MESI is a write-invalidate protocol: a writer sends BusRdX/BusInv to invalidate every other sharer, then writes locally in Modified. Write-update (e.g. Dragon, Firefly) instead broadcasts the new value so other sharers stay valid — better when many readers consume each write, worse for migratory data. Real hardware almost universally chose invalidate. False sharing is the pathology you must recognize: two threads write different fields that happen to live in the same cache block. The block ping-pongs M -> I -> M between caches on every store even though the threads share no data. Fix by padding hot fields to a cache-line boundary.

# Exam tips

Every exam in the corpus has at least one question that hinges on this: register renaming (and therefore Tomasulo / P6 / R10k) eliminates only WAW and WAR name dependences. RAW is a true data-flow edge — the consumer must wait for the producer’s value, full stop. When you compute ILP under Tomasulo, drop only WAW/WAR edges from the dependence graph; the longest remaining RAW chain sets the bound.

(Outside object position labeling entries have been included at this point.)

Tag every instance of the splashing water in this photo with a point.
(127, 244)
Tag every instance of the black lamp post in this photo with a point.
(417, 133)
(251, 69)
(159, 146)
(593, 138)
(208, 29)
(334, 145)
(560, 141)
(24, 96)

On the T,T,T,T,T,N,N pattern in the Spring 2024 final, the 2-bit saturating counter reaches weakly not taken by the end of the period and mispredicts the first T of the next period — accuracy is 4/7, not 5/7. Whenever you analyze a periodic pattern, walk one full period and check the predictor’s state at the boundary; the misprediction at the wrap-around is the one students forget.